13Golbéry commence quant à lui son travail de traduction à partir du premier volume de la seconde édition, vraisemblablement en 1827. Lors d’un précédent voyage à Paris, Niebuhr avait rencontré Letronne, alors Conservateur des Médailles, académicien et directeur de l’École Nationale des Chartes. Celui-ci l’avait persuadé de l’importance de faire connaître son œuvre au public français21. De son côté Golbéry, à la recherche d’un ouvrage contemporain à traduire, avait été orienté par son ami Görres vers la Römische Geschichte. Il entre donc rapidement en contact avec l’auteur, et commence un travail long et contraignant, comme en témoignent leur correspondance et les préfaces successives.
14L’historien allemand le convainc d’attendre la parution de la troisième édition : Golbéry se soumet, patiente, puis, à la réception de l’ouvrage, reprend son travail22. Il compare son texte à la traduction anglaise et soumet épreuves et questions à l’auteur23. Il consulte les meilleurs spécialistes pour trancher les points litigieux et se rend en bibliothèque24. Il consacre plusieurs déplacements, à Paris et à Bonn, à l’entreprise.
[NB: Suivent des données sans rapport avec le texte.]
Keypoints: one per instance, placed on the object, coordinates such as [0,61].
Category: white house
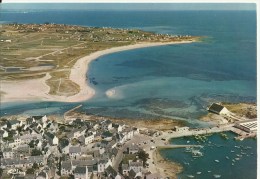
[8,153]
[66,168]
[181,129]
[136,166]
[74,151]
[103,164]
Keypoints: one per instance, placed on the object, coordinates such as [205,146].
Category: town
[37,147]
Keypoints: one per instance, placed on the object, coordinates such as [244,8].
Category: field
[31,51]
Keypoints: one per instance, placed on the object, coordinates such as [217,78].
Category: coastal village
[37,147]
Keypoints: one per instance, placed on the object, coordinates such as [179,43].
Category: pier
[69,111]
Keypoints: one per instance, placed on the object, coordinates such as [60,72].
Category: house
[81,172]
[181,129]
[66,168]
[8,153]
[132,149]
[89,138]
[218,109]
[52,139]
[136,166]
[3,133]
[118,127]
[103,164]
[42,175]
[154,176]
[13,124]
[29,121]
[125,169]
[74,151]
[111,172]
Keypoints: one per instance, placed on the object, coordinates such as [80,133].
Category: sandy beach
[37,89]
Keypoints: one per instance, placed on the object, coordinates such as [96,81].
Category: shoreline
[37,89]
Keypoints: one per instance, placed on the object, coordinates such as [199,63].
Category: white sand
[36,89]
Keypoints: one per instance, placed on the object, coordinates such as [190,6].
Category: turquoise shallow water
[243,153]
[175,81]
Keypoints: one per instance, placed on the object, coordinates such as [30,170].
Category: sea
[171,82]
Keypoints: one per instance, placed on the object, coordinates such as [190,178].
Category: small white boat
[190,176]
[217,176]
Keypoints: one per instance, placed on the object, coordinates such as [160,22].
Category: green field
[58,47]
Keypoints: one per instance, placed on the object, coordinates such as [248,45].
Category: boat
[196,153]
[190,176]
[217,176]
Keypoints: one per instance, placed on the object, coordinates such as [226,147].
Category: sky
[129,6]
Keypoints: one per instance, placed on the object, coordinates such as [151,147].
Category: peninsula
[49,62]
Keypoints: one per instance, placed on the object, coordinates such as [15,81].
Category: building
[89,138]
[74,151]
[218,109]
[66,168]
[181,129]
[248,126]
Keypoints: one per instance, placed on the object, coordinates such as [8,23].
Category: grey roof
[133,147]
[215,108]
[84,162]
[80,170]
[132,173]
[66,165]
[7,149]
[76,149]
[136,164]
[16,161]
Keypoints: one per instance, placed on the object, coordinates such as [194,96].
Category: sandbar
[37,89]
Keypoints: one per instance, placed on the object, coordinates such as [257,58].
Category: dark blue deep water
[175,81]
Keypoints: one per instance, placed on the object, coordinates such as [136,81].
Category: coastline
[37,89]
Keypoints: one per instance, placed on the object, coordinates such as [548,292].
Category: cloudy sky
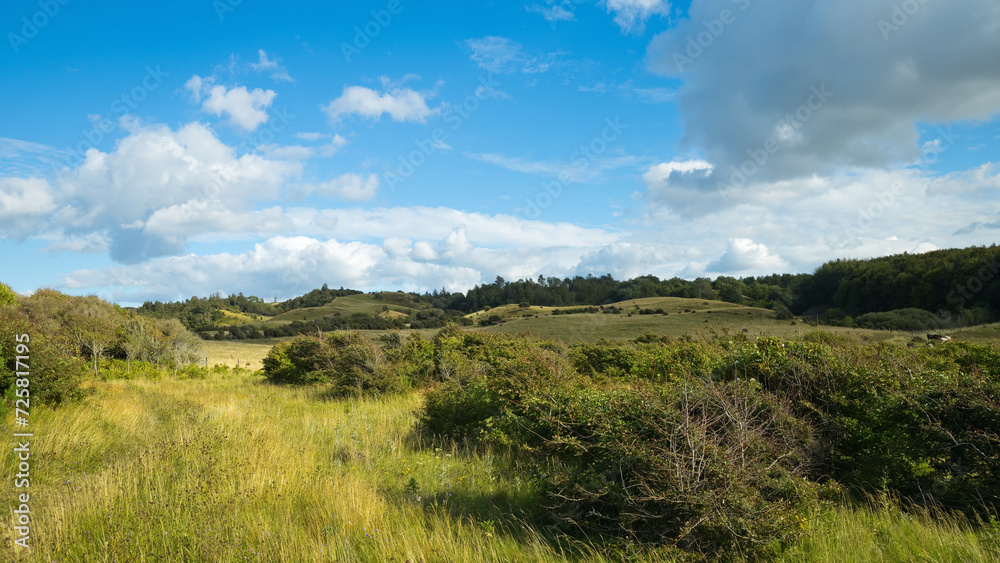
[155,150]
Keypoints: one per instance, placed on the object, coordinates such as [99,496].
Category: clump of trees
[72,337]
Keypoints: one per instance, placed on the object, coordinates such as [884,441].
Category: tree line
[959,287]
[72,338]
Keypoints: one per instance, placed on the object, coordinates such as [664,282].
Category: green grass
[230,468]
[882,531]
[360,303]
[684,316]
[234,469]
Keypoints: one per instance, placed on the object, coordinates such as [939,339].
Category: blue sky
[153,151]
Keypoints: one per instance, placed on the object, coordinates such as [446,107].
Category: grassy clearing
[229,352]
[346,305]
[684,316]
[231,468]
[881,531]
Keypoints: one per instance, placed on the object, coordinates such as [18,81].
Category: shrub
[899,319]
[55,373]
[350,362]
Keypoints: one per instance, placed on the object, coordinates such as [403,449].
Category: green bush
[349,361]
[900,319]
[718,445]
[55,373]
[7,295]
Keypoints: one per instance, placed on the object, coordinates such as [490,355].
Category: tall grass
[881,530]
[229,468]
[232,469]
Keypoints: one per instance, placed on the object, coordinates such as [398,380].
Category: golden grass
[231,468]
[228,352]
[234,469]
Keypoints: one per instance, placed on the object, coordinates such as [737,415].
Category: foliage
[352,363]
[718,445]
[900,319]
[7,296]
[55,373]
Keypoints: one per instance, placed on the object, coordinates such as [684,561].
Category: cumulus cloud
[501,55]
[825,87]
[272,66]
[154,169]
[350,187]
[552,13]
[632,15]
[745,256]
[579,169]
[246,109]
[402,104]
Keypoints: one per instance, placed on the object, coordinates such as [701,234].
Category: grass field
[684,316]
[360,303]
[231,468]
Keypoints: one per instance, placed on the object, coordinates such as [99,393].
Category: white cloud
[155,168]
[273,66]
[632,15]
[500,55]
[552,13]
[22,201]
[578,169]
[823,90]
[246,109]
[745,256]
[350,187]
[402,104]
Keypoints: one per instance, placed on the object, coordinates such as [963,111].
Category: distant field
[361,303]
[234,352]
[683,316]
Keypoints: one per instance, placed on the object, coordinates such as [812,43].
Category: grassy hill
[680,316]
[361,303]
[229,468]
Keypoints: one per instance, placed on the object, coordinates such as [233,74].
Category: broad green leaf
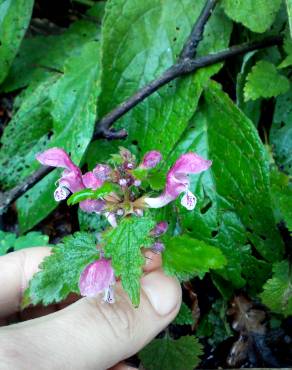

Les deux premiers volumes paraissent finalement l’un après l’autre en 1830, chacun doté d’une préface originale du traducteur. Ils correspondent au premier volume de l’œuvre source. Leur réception par Niebuhr est si peu enthousiaste que Golbéry songe à abandonner. Mais l’auteur meurt, et, guidé par l’élève de celui-ci, Peter Classen, qui se charge d’achever l’édition allemande, Golbéry reprend le travail. Un troisième volume est publié en 1834, qui correspond au second volume de l’édition originale, agrémentée d’une préface et d’une longue notice biographique. Le quatrième volume, en 1835, est constitué d’additifs portés par Niebuhr. Suit en 1836 une cinquième livraison, enrichie de la préface de Classen. La traduction est alors a priori achevée, et pourtant Golbéry publie en 1837 et 1840 deux derniers volumes : un sixième, composé d’une compilation d’articles de l’auteur, et un ultime septième qui contient un index original, des dissertations secondaires et diverses notices du traducteur (notamment une nouvelle notice biographique). S’y ajoutent un ensemble de pièces, qui ne sont pas de la plume de Niebuhr, mais choisies et traduites par Golbéry dans le but d’éclairer l’œuvre principale : des extraits du Versuch über die römischen Plebejer der ältesten Zeit de G. Strässer (1832), un compte rendu original de l’Einleitung in Roms alte Geschichte de Karl Ludwig Blum (1828), des passages de textes latins, notamment de Cicéron. La traduction se transforme ainsi en une sorte d’œuvre critique, novatrice, sous la forme d’une collection originale enrichie des nombreuses notes et précisions qu’apporte Golbéry.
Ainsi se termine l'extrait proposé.